Campbell announced his decision in a lengthy and emotional post, reflecting on his time within the sport and the next chapter that will follow. 

Olympian Luke Campbell has announced his retirement from boxing, aged 33-years-old

2008: Campbell becomes England’s first European champion for 47 years 

2011: Campbell wins a silver at the world championships

2012: The Hull fighter takes gold at the London Olympic Games  

2017: Campbell loses his first world title fight against Jorge Linares  

2019: Campbell falls short against Vasyl Lomachenko 

2021: He knocks down Ryan Garcia but loses to a brutal body shot 

‘After a lot of thought and reflection, I have decided that now is the right time to hang-up my gloves and retire from boxing,’ Campbell wrote. 

‘As soon as I first stepped into St. Paul’s Amateur Boxing Club in Hull, my dream was always to win the Olympics.

‘By winning gold at London 2012, in front of home support and my family, I had in many ways already achieved my hopes and aspirations in the sport before my professional career even started.

‘So, while for many turning pro is where it all begins, for me it was more of a bonus and what a bonus it turned out to be, achieving more than I ever expected and giving me memories I will never forget.

‘From making my debut at Craven Park, to fighting at Wembley, beating domestic rivals, competing against pound-for-pound stars in America and here in the UK, headlining pay-per-views and always willing to take on anybody, it’s been an incredible ride.’

Campbell has been boxing since the age of 13 and established a stunning amateur career before turning professional in 2013. 

The Hull fighter became European champion in 2008 and in 2011 took a silver at the world championships. 

Campbell (left) put in a brave performance in his most recent defeat to Ryan Garcia

Campbell lost the first of his two world title fights in an electric fight against Jorge Linares

Those feats, albeit impressive, were dwarfed as he took gold at the London Games a year later, however, as he beat Irishman John Joe Nevin to earn Team GB’s 28th gold medal of the Games. 

After turning over in 2013, Campbell won his opening 12 bouts with an ever-growing fan base following his Olympics success. But his journey towards a title shot was momentarily derailed as he lost via a surprise split decision to Yvan Mendy. 

Campbell regained his momentum with five victories on the spin that earned the first of his two title fights, against Jorge Linares, where again he lost by split decision after rallying impressively from an early knockdown.  

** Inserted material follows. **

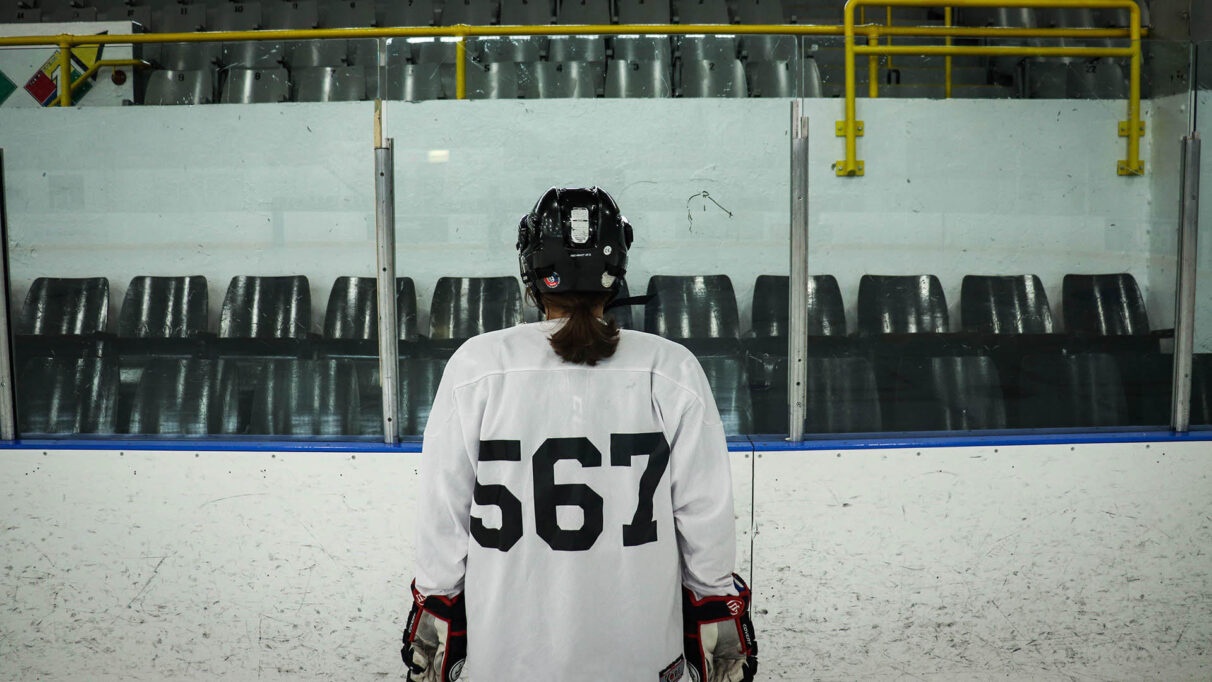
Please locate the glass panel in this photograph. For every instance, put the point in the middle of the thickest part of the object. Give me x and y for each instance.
(703, 182)
(994, 270)
(193, 275)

He subsequently revealed that his dad had passed away just days prior to the fight. 

After another impressive rebuild job, Campbell was then faced with the unenviable job of taking on Vasyl Lomachenko for his WBA, WBC and WBO lightweight titles. This time, he fell to a unanimous decision defeat after being knocked down in the 11th round – but again, his effort was valiant. 

Campbell’s January outing was his final chance to progress towards another world title shot. After a stunning start, in which he knocked Garcia to the canvas, it was the American who prevailed. 

Campbell lost via unanimous decision to WBA, WBC and WBO champion Vasyl Lomachenko

In announcing his decision to retire, Campbell said he had started to reflect on the time spent away form his family.  

‘The past year in boxing though has been tough,’ Campbell’s statement continued. 

‘An extremely long training camp away from family meant I was only able to spend a few days with my newborn child and also resulted in me having Christmas apart from them on the other side of the world.

‘It’s in these moments that you realise what is truly important in life. I’ve lived my dreams and accomplished more than I ever imagined I would.

‘In the same way that my dad was able to witness my greatest achievements, I want to be able to do that for my children and make sure I’m always there to see their biggest triumphs.

‘Boxing has been a part of who I am since the age of 13 and I would not have been able to reach half the heights I have without the incredible support of my wife Lyndsey, who has been with me every step and every punch of the way.

‘I cannot wait to spend more time with you and our three beautiful boys. And now for the next chapter, I’m excited to get started.’